A new drug assembled from two [US] Food and Drugs Administration (FDA)-approved compounds completely restored amyloid-beta-induced synaptic loss in an animal model of Alzheimer's disease (AD), providing hope for rapid development of a drug that would benefit patients already displaying symptoms of the disease.

While the breakdown of communications between synapses characterizes cognitive decline in AD, the mechanism of synaptic damage remains incompletely understood.

Investigators at Sanford-Burnham Medical Research Institute (La Jolla, CA, USA) recently described a pathway for synaptic damage whereby amyloid-beta1–42 peptide (A-beta1–42) released, via stimulation of alpha7 nicotinic receptors, toxic amounts of glutamate from astrocytes, in turn activating extrasynaptic NMDA (N-methyl-D-aspartate) -type glutamate receptors (eNMDARs).

They noted that the FDA-approved drug memantine offered some limited beneficial effect in severe cases of AD. The drug belongs to the NMDA receptor antagonist class of drugs, which reduce certain types of brain activity by binding to NMDA receptors on brain cells and blocking the activity of the neurotransmitter glutamate. At normal levels, glutamate aids in memory and learning, but if levels are too high, glutamate appears to over stimulate nerve cells, killing them through excitotoxicity.

Memantine has been associated with a moderate decrease in clinical deterioration with only a small positive effect on cognition, mood, behavior, and the ability to perform daily activities in moderate to severe Alzheimer's disease. There does not appear to be any benefit in mild disease.

The investigators reported in the June 17, 2013, online edition of the journal Proceedings of the National Academy of Sciences of the United States of America (PNAS) that when memantine was modified by the addition of a fragment of the FDA-approved drug nitroglycerine, the new drug—NitroMemantine—restored lost synapses in an AD animal model. The memantine component of the drug directed it to synapses where the nitroglycerine fragment inhibited glutamate release.
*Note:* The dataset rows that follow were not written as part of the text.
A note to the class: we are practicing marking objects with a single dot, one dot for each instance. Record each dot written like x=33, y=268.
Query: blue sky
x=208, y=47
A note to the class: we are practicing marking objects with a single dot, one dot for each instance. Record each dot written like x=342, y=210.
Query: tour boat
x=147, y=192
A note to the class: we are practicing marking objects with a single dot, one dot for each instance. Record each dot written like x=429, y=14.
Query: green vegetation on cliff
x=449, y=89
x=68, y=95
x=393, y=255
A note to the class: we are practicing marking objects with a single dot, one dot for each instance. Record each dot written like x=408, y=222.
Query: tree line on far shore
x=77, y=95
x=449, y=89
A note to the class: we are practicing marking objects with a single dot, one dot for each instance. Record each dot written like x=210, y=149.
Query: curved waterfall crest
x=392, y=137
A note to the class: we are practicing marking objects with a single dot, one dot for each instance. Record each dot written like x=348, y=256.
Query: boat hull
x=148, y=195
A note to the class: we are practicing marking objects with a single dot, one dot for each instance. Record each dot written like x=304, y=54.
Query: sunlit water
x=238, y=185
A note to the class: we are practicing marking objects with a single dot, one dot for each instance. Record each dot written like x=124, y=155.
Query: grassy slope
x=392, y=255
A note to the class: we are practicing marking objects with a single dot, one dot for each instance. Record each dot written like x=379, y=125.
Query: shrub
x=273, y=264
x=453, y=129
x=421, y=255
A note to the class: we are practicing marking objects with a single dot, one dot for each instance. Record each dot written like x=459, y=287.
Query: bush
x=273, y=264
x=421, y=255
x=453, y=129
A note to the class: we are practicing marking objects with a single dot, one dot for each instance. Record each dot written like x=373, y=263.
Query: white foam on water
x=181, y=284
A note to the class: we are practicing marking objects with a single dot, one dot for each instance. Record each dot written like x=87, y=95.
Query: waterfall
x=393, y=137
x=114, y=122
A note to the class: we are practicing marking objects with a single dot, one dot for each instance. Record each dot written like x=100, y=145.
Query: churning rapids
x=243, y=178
“We show in this paper that memantine’s ability to protect synapses is limited,” said senior author Dr. Stuart A. Lipton, professor of neuroscience, aging, and stem cell research at Sanford-Burnham Medical Research Institute, “but NitroMemantine brings the number of synapses all the way back to normal within a few months of treatment in mouse models of Alzheimer’s disease. In fact, the new drug really starts to work within hours.”

“These findings actually mean that you might be able to intercede not only early but also a bit later,” said Dr. Lipton, “and that means that an Alzheimer’s patient may be able to have synaptic connections restored even with plaques and tangles already in his or her brain. I am now optimistic that NitroMemantine will be effective as we advance to human trials, bringing new hope to both early and later-stage Alzheimer’s patients.”